Perhaps we need another Sputnik Crisis to get our collective asses in gear. Perhaps this is it.
Do you know something that makes this country exceptional? It's not Exxon, oil companies are transnational. It's not Goldman-Sachs, because there's shady folks pushing piles of other people's money around in every nation. It certainly isn't trust fund fascists , since oligarchs are everywhere too. It's our government's agencies and the people who choose to work at them that's exceptional.
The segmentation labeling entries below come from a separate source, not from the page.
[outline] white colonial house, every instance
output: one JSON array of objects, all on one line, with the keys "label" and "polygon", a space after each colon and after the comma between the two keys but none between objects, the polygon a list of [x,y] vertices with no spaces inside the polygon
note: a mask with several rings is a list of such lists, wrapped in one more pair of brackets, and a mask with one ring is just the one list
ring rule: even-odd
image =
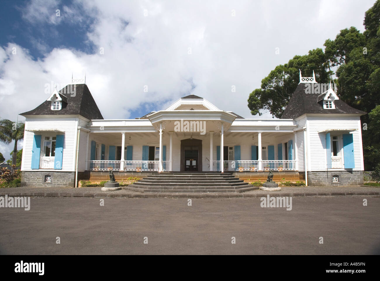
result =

Over the years this country has existed, we have painstakingly assembled a network of excellent institutions that has ensured our success. Our federal laboratories and institutional research partners are the envy of the world. This is our birthright and our true national treasure. Federal Agencies, and the federal employees who work at them, manage our resources, look after our health, see that our food is safe, maintain our security and keep our rivers from exploding into flame. They're the folks that rush in with supplies and money when they're hit by disasters. They watch out for storms, volcano eruptions, earthquakes and tsunamis. They scan the skies for asteroids that could wipe out our civilization. They're the real Atlases that hold our society up and they take a torrent of abuse from misguided, ungrateful people who don't think the jobs they do should exist at all.
It isn't a popular viewpoint these days, but I think that it's patriotic to be proud of our institutions and grateful of the work our Federal employees do. It should be patriotic to let them do their jobs. It should be patriotic to value their work, not to invent conspiracies to discredit it. It should be patriotic to pay them, at the very least.
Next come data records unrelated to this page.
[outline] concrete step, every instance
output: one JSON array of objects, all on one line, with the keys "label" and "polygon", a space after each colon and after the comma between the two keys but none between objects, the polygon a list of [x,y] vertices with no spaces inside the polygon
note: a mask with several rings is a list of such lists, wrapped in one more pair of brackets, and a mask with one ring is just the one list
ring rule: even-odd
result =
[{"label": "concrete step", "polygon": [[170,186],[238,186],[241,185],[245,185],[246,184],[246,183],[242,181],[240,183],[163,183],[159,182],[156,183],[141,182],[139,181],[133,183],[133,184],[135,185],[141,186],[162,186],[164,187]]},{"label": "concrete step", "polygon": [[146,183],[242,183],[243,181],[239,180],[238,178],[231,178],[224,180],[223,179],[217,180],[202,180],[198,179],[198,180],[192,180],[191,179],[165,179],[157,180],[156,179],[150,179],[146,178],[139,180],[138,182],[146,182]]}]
It should be patriotic to want our government to work, not work to make our government fail.
Well, this wasn't a very Nice Time science blog. I'm sorry -- these just aren't very nice times; I can't deny that they're getting to me and these are things that I just needed to say. What I can do for you this week is leave you with this Nice Time Story about the oyster restoration success story in the Chesapeake Bay:
Of course, what would a Wonkette Sci-Blog be without your Cephalopod of the day, eh?
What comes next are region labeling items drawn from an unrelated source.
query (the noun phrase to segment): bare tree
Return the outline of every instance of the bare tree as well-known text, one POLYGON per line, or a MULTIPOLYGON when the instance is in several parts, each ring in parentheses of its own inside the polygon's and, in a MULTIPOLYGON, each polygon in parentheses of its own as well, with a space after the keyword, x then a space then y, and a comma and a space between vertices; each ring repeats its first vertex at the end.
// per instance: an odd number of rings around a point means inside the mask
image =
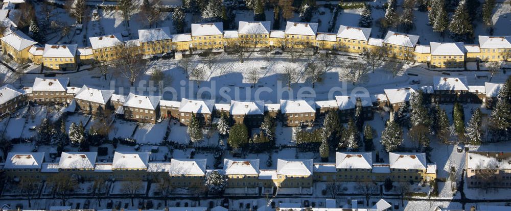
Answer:
POLYGON ((134 206, 133 199, 139 191, 142 190, 142 180, 139 177, 131 177, 123 183, 121 188, 123 193, 127 194, 131 199, 131 206, 134 206))
POLYGON ((74 177, 64 174, 57 174, 50 177, 48 182, 52 186, 54 193, 59 196, 62 204, 65 204, 69 194, 74 191, 78 185, 74 177))
MULTIPOLYGON (((129 27, 129 20, 137 10, 138 9, 138 0, 119 0, 117 2, 117 7, 121 10, 123 20, 126 21, 127 27, 129 27)), ((126 28, 127 30, 128 28, 126 28)))
POLYGON ((64 4, 64 9, 69 16, 76 18, 76 22, 82 23, 87 11, 85 0, 67 0, 64 4))
POLYGON ((299 77, 298 69, 290 66, 286 66, 284 68, 284 79, 286 81, 286 84, 288 87, 291 86, 294 83, 296 83, 299 77))
POLYGON ((342 191, 342 185, 338 181, 330 182, 325 184, 324 188, 327 193, 330 195, 330 198, 335 199, 335 197, 342 191))
POLYGON ((108 190, 106 180, 101 178, 94 180, 92 184, 92 195, 98 201, 98 206, 101 206, 101 197, 105 195, 108 190))
POLYGON ((32 207, 32 199, 39 193, 39 185, 41 181, 33 178, 25 177, 18 184, 19 192, 25 196, 29 202, 29 207, 32 207))
POLYGON ((255 88, 256 84, 261 79, 261 70, 257 67, 252 67, 247 70, 245 74, 247 80, 252 84, 253 87, 255 88))
POLYGON ((117 59, 114 60, 117 71, 132 86, 138 76, 145 72, 146 61, 142 59, 142 55, 134 43, 127 42, 116 45, 119 47, 116 52, 117 59))
POLYGON ((144 0, 140 8, 140 18, 144 22, 147 22, 149 27, 153 23, 158 25, 158 21, 161 19, 162 13, 160 11, 160 0, 144 0))
POLYGON ((327 72, 325 68, 314 63, 309 63, 305 68, 304 74, 312 83, 312 88, 316 83, 321 81, 323 76, 327 72))
POLYGON ((160 192, 160 195, 163 197, 165 206, 167 206, 167 201, 172 194, 174 188, 170 177, 168 176, 162 177, 158 182, 158 191, 160 192))
POLYGON ((195 67, 190 72, 190 79, 194 81, 197 83, 197 87, 199 87, 200 83, 206 80, 206 70, 204 69, 204 67, 195 67))
POLYGON ((488 72, 490 73, 490 82, 491 82, 493 76, 500 70, 500 62, 490 62, 488 63, 486 67, 488 68, 488 72))
POLYGON ((369 206, 369 199, 371 196, 378 194, 378 185, 373 181, 358 182, 355 189, 359 193, 365 196, 366 206, 369 206))
POLYGON ((181 68, 183 68, 183 71, 184 74, 187 75, 187 77, 188 77, 188 72, 192 68, 192 58, 189 57, 183 57, 182 59, 181 59, 181 61, 179 61, 179 65, 181 68))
Well, that's that. Take care out there, everyone and I wish you all the best.
I have nothing to say but "Bravo!" to this, C_R_Eature. My heart goes out to all scienteers and federal employees and private sector workers affected by this farcical debacle.
The maddening thing is that their goals have nothing to do with serving all the people. It's just to serve those who vote for them and give them money.
Scratch that - only those that give them money.